Incineration was selected as the Army's stockpile chemical weapons disposal technology in 1985 based on rigorous tests and comparisons of various technologies. Anniston, Alabama, Pine Bluff, Arkansas, Umatilla, Oregon, and Tooele, Utah, use incineration for chemical weapons destruction. The first incineration facility was built on Johnston Atoll in the Pacific Ocean and safely completed destruction operations in November 2000. The facility was dismantled and the atoll was returned to its natural state and serves as a wildlife refuge.

Neutralization was selected as an alternative to incineration for bulk agent storage sites, where chemical agent was stored in large steel containers without explosives or other weapon components. Depending on the type of agent, neutralization destroyed the chemical agent by mixing it with hot water or hot water and sodium hydroxide. The industrial wastewater produced by the process, known as hydrolysate, was sent to a permitted commercial hazardous waste storage, treatment and disposal facility for treatment and disposal. This process was used safely in Edgewood, Maryland, to eliminate its entire stockpile of mustard agent, and in Newport, Indiana, to eliminate its entire stockpile of VX nerve agent. Neutralization is the selected method for the Department of Defense's Assembled Chemical Weapons Alternatives facilities in Pueblo, Colorado, and Richmond, Kentucky.

For chemical warfare materiel that was not part of the stockpile, the Non-Stockpile Chemical Materiel Project (NSCMP) was founded in 1992 to provide centralized management and direction to the Department of Defense for the destruction of declared non-stockpile chemical materiel in a safe, environmentally sound and cost-effective manner. Now known as the Recovered Chemical Materiel Directorate (RCMD), the organization's responsibilities include assessment and treatment of recovered chemical warfare materiel declared prior to entry into force of the Chemical Weapons Convention (CWC), an international treaty signed by the United States. RMCD's non-intrusive assessment systems identify the chemical fill of recovered items and the presence of explosive components, allowing for proper handling and treatment. The items can be treated in an on-site system that contains any blast, agent and vapor. RCMD is best known for its history of responding to chemical weapons recovered at military installations, former defense sites and communities. RCMD's highly specialized equipment is employed in a manner that protects workers, citizens and the environment.

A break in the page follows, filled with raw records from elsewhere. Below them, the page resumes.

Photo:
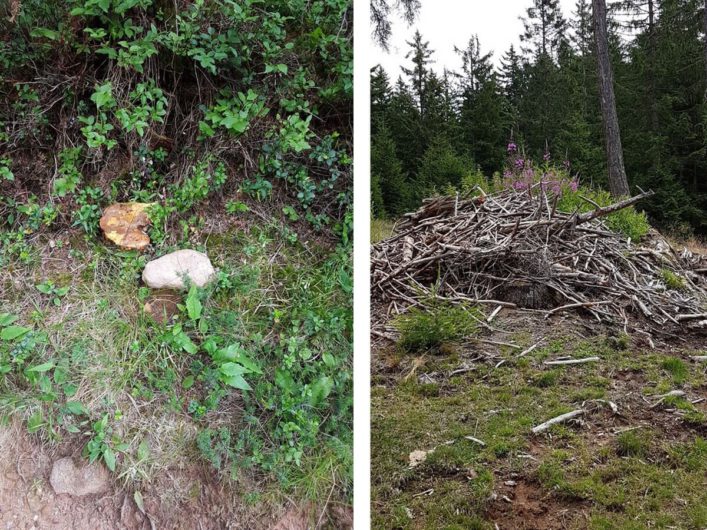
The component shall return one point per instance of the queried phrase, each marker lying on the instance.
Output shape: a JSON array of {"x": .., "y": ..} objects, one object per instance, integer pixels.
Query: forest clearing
[
  {"x": 528, "y": 387},
  {"x": 175, "y": 264},
  {"x": 538, "y": 266}
]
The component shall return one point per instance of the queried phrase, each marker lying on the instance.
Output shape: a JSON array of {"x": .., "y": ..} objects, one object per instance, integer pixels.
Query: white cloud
[{"x": 449, "y": 23}]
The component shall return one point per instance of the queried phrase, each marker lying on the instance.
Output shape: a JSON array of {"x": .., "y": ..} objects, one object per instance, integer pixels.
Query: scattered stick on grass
[
  {"x": 527, "y": 351},
  {"x": 493, "y": 314},
  {"x": 558, "y": 419},
  {"x": 573, "y": 361},
  {"x": 476, "y": 440},
  {"x": 662, "y": 397}
]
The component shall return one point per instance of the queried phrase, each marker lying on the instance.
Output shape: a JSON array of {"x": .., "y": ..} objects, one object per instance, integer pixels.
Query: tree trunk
[
  {"x": 618, "y": 184},
  {"x": 704, "y": 22}
]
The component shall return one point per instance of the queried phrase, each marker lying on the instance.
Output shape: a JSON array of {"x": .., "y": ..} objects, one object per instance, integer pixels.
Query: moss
[
  {"x": 428, "y": 329},
  {"x": 672, "y": 280}
]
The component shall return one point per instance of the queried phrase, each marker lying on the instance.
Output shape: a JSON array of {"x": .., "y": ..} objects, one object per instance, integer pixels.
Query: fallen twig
[
  {"x": 558, "y": 419},
  {"x": 573, "y": 361}
]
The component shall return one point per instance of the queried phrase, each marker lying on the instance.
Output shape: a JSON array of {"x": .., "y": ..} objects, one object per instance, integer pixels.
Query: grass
[
  {"x": 602, "y": 474},
  {"x": 286, "y": 305},
  {"x": 673, "y": 281},
  {"x": 381, "y": 229},
  {"x": 428, "y": 329}
]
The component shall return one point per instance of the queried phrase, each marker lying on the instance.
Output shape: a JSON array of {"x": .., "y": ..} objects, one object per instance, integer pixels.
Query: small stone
[
  {"x": 162, "y": 305},
  {"x": 88, "y": 480},
  {"x": 170, "y": 271}
]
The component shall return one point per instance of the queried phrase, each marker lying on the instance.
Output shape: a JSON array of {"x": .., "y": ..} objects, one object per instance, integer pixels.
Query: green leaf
[
  {"x": 6, "y": 319},
  {"x": 232, "y": 369},
  {"x": 321, "y": 390},
  {"x": 42, "y": 367},
  {"x": 193, "y": 303},
  {"x": 14, "y": 332},
  {"x": 35, "y": 422},
  {"x": 143, "y": 450},
  {"x": 44, "y": 288},
  {"x": 46, "y": 33},
  {"x": 188, "y": 382},
  {"x": 137, "y": 497},
  {"x": 109, "y": 457},
  {"x": 236, "y": 381},
  {"x": 236, "y": 353},
  {"x": 75, "y": 407},
  {"x": 345, "y": 281}
]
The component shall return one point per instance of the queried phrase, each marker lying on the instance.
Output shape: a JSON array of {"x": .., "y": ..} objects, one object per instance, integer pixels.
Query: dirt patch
[
  {"x": 177, "y": 499},
  {"x": 527, "y": 506}
]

In December 2006, CMA successfully completed demolition of the nation's former chemical warfare production facilities. In November 2007, it successfully completed destruction of the binary chemical weapon inventory. In January 2012, all stockpiled chemical weapons had been destroyed at the 7 sites for which CMA had responsibility, representing 89.75% of the U.S. 1997 chemical weapon stockpile.

== Storage ==
CMA is responsible for the safe storage of the nation's entire chemical weapons stockpile before its ultimate destruction. CMA manages a National Inventory Control Point and National Maintenance Point to ensure the stockpile is maintained safely and securely during its remaining storage life.

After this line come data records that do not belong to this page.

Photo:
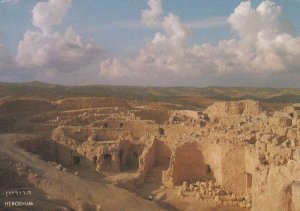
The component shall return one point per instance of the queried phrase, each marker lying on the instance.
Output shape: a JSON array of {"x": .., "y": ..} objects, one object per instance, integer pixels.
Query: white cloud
[
  {"x": 51, "y": 54},
  {"x": 152, "y": 17},
  {"x": 211, "y": 22},
  {"x": 260, "y": 49}
]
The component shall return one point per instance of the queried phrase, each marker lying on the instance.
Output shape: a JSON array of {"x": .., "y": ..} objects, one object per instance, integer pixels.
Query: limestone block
[
  {"x": 281, "y": 131},
  {"x": 292, "y": 133},
  {"x": 296, "y": 154},
  {"x": 296, "y": 195}
]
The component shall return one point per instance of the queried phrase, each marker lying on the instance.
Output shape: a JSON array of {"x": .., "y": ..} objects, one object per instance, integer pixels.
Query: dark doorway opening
[
  {"x": 248, "y": 180},
  {"x": 94, "y": 159},
  {"x": 76, "y": 160},
  {"x": 121, "y": 159},
  {"x": 161, "y": 131}
]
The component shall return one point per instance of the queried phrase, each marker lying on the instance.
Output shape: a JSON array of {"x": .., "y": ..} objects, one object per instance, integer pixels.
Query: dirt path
[{"x": 74, "y": 190}]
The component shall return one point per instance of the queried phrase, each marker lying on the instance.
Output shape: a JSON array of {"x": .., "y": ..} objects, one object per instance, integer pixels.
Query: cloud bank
[
  {"x": 262, "y": 50},
  {"x": 51, "y": 54}
]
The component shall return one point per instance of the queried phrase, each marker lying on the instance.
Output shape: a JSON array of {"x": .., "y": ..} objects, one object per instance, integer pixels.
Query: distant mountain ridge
[{"x": 167, "y": 94}]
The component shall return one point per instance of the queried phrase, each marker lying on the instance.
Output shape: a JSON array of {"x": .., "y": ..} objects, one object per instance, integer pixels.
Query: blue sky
[
  {"x": 98, "y": 19},
  {"x": 116, "y": 28}
]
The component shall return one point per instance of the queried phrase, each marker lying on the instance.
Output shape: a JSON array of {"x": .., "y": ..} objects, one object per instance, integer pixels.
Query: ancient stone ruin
[{"x": 231, "y": 154}]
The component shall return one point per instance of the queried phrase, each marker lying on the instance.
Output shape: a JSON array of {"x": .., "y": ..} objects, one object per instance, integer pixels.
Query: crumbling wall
[
  {"x": 212, "y": 157},
  {"x": 146, "y": 162},
  {"x": 272, "y": 188},
  {"x": 189, "y": 164},
  {"x": 162, "y": 154},
  {"x": 233, "y": 168},
  {"x": 230, "y": 108}
]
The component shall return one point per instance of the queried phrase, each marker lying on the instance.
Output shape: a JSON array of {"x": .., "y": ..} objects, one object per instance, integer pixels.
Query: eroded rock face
[{"x": 244, "y": 107}]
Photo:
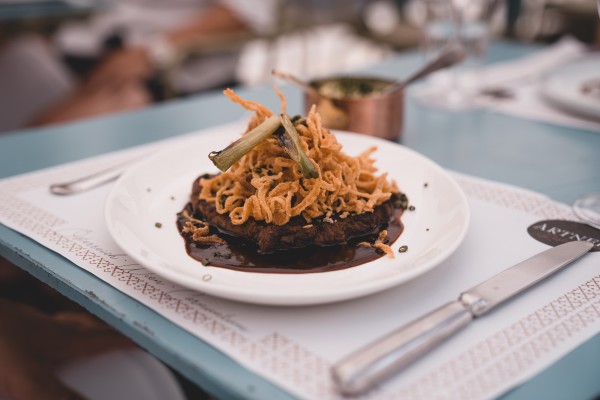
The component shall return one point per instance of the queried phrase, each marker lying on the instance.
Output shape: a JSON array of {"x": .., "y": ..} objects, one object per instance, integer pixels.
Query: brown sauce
[{"x": 241, "y": 255}]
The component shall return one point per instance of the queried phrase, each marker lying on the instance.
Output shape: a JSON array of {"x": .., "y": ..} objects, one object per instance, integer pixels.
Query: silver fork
[{"x": 90, "y": 181}]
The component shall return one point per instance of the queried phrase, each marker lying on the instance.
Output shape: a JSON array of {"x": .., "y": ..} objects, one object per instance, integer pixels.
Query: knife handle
[{"x": 377, "y": 361}]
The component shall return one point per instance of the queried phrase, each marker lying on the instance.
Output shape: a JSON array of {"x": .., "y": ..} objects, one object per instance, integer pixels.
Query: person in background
[
  {"x": 115, "y": 61},
  {"x": 125, "y": 47}
]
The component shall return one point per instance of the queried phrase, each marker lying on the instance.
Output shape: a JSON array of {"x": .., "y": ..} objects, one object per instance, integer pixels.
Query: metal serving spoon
[{"x": 447, "y": 58}]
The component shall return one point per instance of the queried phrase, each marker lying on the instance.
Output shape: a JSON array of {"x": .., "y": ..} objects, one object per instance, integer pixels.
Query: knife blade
[{"x": 381, "y": 359}]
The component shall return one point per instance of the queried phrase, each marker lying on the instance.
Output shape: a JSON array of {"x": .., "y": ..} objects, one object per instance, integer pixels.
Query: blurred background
[{"x": 62, "y": 61}]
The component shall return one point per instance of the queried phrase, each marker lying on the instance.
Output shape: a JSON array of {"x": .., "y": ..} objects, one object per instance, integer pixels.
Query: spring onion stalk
[
  {"x": 291, "y": 142},
  {"x": 229, "y": 155}
]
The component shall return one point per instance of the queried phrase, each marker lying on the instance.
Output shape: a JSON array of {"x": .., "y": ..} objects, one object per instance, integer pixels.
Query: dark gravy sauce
[{"x": 241, "y": 255}]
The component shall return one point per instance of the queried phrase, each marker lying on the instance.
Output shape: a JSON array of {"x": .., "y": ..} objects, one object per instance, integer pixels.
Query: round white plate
[
  {"x": 563, "y": 87},
  {"x": 154, "y": 190}
]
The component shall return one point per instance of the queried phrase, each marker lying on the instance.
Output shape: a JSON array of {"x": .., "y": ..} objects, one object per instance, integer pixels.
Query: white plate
[
  {"x": 562, "y": 87},
  {"x": 154, "y": 190}
]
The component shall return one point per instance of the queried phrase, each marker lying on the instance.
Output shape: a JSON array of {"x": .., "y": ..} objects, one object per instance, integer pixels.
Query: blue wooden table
[{"x": 557, "y": 161}]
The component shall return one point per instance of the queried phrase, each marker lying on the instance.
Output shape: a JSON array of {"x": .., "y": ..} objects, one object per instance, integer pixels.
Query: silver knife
[{"x": 379, "y": 360}]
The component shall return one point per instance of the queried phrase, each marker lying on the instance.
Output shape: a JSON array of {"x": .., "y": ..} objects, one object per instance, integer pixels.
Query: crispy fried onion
[{"x": 265, "y": 184}]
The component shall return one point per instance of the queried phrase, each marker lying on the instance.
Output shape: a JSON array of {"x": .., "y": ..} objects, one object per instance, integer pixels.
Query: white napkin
[{"x": 522, "y": 79}]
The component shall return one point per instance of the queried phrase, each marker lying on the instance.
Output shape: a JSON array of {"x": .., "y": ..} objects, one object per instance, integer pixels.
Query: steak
[{"x": 296, "y": 233}]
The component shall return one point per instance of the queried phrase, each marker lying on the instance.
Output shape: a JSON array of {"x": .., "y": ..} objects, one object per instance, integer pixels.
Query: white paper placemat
[{"x": 294, "y": 347}]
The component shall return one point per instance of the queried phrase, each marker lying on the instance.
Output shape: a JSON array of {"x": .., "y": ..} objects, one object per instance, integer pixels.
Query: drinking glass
[{"x": 465, "y": 23}]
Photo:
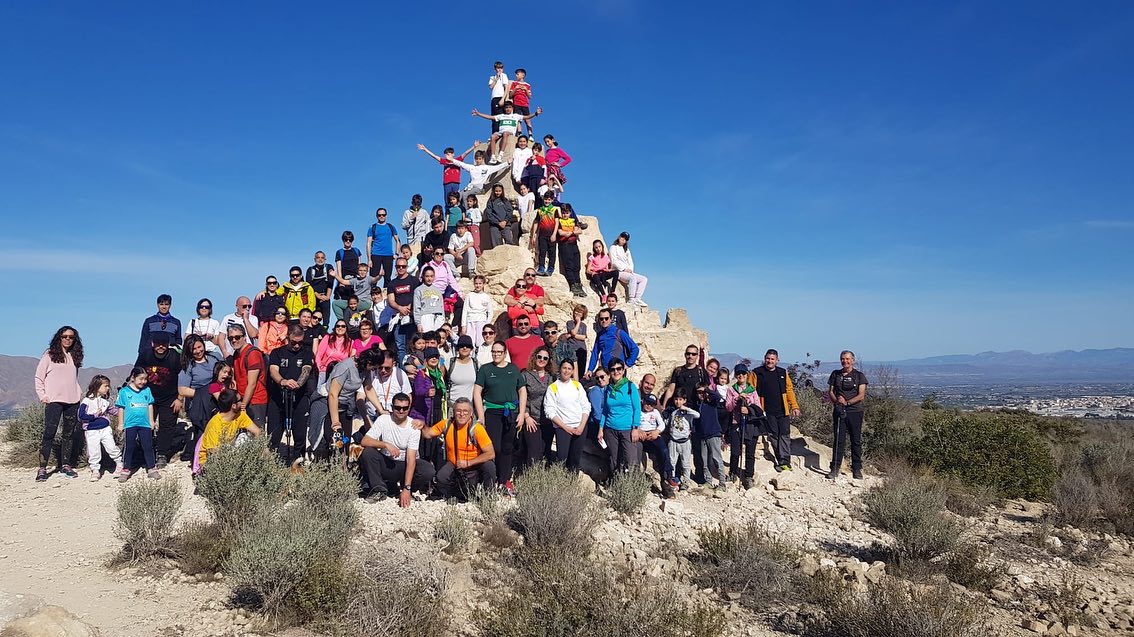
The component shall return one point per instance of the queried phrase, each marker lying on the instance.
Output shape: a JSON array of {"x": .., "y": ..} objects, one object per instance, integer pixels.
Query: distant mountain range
[
  {"x": 1115, "y": 365},
  {"x": 17, "y": 381}
]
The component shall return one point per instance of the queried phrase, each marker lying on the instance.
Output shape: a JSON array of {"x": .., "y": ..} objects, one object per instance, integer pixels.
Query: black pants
[
  {"x": 568, "y": 262},
  {"x": 459, "y": 483},
  {"x": 388, "y": 475},
  {"x": 72, "y": 439},
  {"x": 170, "y": 435},
  {"x": 279, "y": 407},
  {"x": 383, "y": 265},
  {"x": 568, "y": 448},
  {"x": 544, "y": 252},
  {"x": 604, "y": 282},
  {"x": 852, "y": 423},
  {"x": 779, "y": 433},
  {"x": 501, "y": 431}
]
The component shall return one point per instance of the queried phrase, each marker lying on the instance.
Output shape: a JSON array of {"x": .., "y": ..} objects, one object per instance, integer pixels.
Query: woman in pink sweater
[{"x": 57, "y": 387}]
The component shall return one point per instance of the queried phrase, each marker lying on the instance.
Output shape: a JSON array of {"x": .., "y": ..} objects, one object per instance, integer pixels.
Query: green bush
[
  {"x": 897, "y": 609},
  {"x": 454, "y": 531},
  {"x": 147, "y": 511},
  {"x": 242, "y": 484},
  {"x": 911, "y": 508},
  {"x": 1001, "y": 451},
  {"x": 552, "y": 511},
  {"x": 25, "y": 435},
  {"x": 746, "y": 560},
  {"x": 627, "y": 492},
  {"x": 395, "y": 595},
  {"x": 569, "y": 594}
]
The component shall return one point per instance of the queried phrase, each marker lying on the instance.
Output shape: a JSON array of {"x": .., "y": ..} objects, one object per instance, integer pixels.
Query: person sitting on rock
[
  {"x": 523, "y": 299},
  {"x": 389, "y": 457},
  {"x": 468, "y": 450},
  {"x": 509, "y": 126}
]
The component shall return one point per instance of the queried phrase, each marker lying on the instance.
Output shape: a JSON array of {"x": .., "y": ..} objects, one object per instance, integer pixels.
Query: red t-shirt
[
  {"x": 522, "y": 94},
  {"x": 450, "y": 172},
  {"x": 243, "y": 362},
  {"x": 519, "y": 349}
]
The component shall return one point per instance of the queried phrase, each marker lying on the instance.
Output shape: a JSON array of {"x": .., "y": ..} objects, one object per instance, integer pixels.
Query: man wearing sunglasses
[{"x": 389, "y": 458}]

CMA partners with the Department of Homeland Security through CSEPP to ensure effective emergency preparedness of the communities surrounding the stockpile storage sites. CSEPP provides funding for chemical accident response equipment and warning systems. CSEPP also oversees yearly community-wide emergency preparedness exercises at all of the stockpile sites and works with communities to conduct public education activities to enable residents to respond appropriately in the unlikely event of a chemical stockpile incident.

== International cooperation ==
CMA is meeting its commitment as outlined in the 1997 CWC, which more than 180 nations have signed as their pledge to rid the world of this class of weapons. CMA also shares lessons learned through its reporting to the Organisation for the Prohibition of Chemical Weapons which is charged with implementing the CWC. Finally, CMA participates in the annual international Chemical Weapons Destruction Conference in which experts from CWC member nations share technology and lessons learned.